今となってはもちろん、その事情を察するのは簡単である。

ウルトラの、特に第二期は、ウルトラマンと怪獣のアクションも、スピードとアクロバティックな動きを重視した演出に変わり、その、目まぐるしいアクションと殺陣を安全に行うためには、アクションをする範囲に、ある程度の広さを確保しなければ、スーツアクターの安全性を保てなかったという事情もあるだろう。

また、ミニチュアセットもコストの問題から、壊さずに使いまわすパーマネントセットとして流用する関係上、怪獣とウルトラマンが激しい戦いを繰り広げる範囲内には、壊してはならないセットを並べることは、出来なかったという事情もあると思われる。

もちろん、第二期当時の特撮スタッフも、出来る限りそのウルトラ広場が目立たないように、アングルを低くしたり、カメラとウルトラ広場の間に、住宅や樹木のミニチュアを置くなどして、工夫をしていた苦心はあった。

しかし、大人が思うよりも子どもの目というのは鋭く、また、大人の事情に対して容赦をしない厳しさがある。

子どもには、大人の事情など分かるはずもない。分からない以上、そこに突如出現した、広大なウルトラ広場には、観ていた子どもは、ただただ違和感を覚えるだけであり、テレビ画面を観ていて膨らませていた、想像と空想の熱が、一気に冷めていく実感を感じるだけなのである。

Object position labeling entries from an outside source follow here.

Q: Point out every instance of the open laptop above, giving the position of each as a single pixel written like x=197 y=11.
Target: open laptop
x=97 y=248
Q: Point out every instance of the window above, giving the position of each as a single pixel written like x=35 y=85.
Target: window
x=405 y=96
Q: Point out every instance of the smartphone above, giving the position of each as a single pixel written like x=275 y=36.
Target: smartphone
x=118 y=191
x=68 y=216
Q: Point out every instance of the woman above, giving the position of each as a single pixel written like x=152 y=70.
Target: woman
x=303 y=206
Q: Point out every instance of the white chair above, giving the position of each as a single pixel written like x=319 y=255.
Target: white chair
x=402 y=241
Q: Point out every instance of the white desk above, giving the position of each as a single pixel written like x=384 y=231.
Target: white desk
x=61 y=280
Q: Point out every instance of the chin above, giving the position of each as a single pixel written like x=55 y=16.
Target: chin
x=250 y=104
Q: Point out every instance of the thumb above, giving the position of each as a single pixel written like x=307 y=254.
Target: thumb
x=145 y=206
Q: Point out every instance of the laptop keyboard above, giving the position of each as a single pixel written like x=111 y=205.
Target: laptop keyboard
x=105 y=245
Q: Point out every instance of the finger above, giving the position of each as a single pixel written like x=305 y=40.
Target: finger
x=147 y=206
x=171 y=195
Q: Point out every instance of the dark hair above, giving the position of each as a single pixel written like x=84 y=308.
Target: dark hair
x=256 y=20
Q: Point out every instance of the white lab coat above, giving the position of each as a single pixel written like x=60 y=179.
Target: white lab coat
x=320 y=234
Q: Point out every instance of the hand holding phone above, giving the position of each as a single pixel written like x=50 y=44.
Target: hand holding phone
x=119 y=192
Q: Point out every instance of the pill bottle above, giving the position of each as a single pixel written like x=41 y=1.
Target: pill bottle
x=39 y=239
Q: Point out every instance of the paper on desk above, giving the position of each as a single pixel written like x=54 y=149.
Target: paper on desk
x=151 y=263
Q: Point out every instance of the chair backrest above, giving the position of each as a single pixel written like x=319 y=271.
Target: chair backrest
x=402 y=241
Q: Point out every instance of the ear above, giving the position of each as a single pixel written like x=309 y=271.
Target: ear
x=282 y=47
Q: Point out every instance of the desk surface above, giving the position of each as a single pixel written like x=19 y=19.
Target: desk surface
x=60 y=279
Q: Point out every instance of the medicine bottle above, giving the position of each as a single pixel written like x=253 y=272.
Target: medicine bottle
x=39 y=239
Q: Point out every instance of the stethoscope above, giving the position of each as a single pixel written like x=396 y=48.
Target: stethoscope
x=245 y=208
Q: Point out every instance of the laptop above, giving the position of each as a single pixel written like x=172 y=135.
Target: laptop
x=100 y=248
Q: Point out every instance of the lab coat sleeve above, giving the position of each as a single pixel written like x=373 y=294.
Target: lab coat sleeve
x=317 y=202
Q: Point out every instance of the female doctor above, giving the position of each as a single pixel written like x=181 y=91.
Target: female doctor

第一期ウルトラへの謀反心だけで、第二期ウルトラを過大評価する人は、論理的に「第二期の方が優れている点」を証明しようと意地になるが、そもそもウルトラは、子どもにとって自らの想像力を増幅させる、触媒のような役割も持っていたのであって、そこでの画面作りが、その想像力を膨らませるどころか、逆に冷や水を浴びせてしまっているようでは、いかに技術論や論理でフォローしようとも、決してひっくり返せるものではない。

そこでもう一度、第一期の作品群を振り返ってみよう。

実は第一期の作品群には、都会のビルが立ち並ぶ都市部を舞台にした、クライマックスの特撮が描かれる作品は以外と少ない。

ミニチュア建造物が、立ち並ぶセットで特撮演出された作品は、『ウルトラマン』では『ミロガンダの秘密』をはじめとして、『沿岸警備命令』『宇宙から来た暴れん坊』『オイルSOS』『遊星から来た兄弟』『悪魔はふたたび』『地上破壊工作』『怪獣殿下(後)』『来たのは誰だ』以上、全39本中の1/4に満たない9本に留まっている。

『ウルトラセブン』(1967年)に到っては、『姿なき挑戦者』ではコンビナート爆撃が描かれるものの、その他は『狙われた街』『ウルトラ警備隊西へ』『海底基地を追え』『蒸発都市』『勇気ある戦い』『第四惑星の悪夢』と、『ウルトラマン』より全体本数は増えているのに、ミニチュア都市舞台特撮本数は、むしろ減っているのである。

これは、予算云々という台所事情もあると同時に、ミニチュアで、都市部や住宅街を精密に構築してしまうと、クライマックスで、ウルトラマン(セブン)が怪獣と戦う舞台が確保できないという、そういったジレンマを表していたのではないだろうか?

だからこそ、第二期はそこを逆転の発想「ウルトラ広場」で乗り切った。

しかしそのウルトラ広場は、確実に観ていた子どもの夢の広がりを阻んでしまったのだ。

上で羅列した、第一期ウルトラにおける都市ミニチュアクライマックスでは、よくみると、二つのパターンが用いられていることが分かる。

ひとつは、クライマックスの戦いが、最初からなんらかの形で、広さを確保した場所に設定されているというパターン。

『怪獣殿下』の大阪城下や、『ウルトラ警備隊西へ』の防衛センター前など「広場があってしかるべき場所」へ向けてクライマックスが用意されている。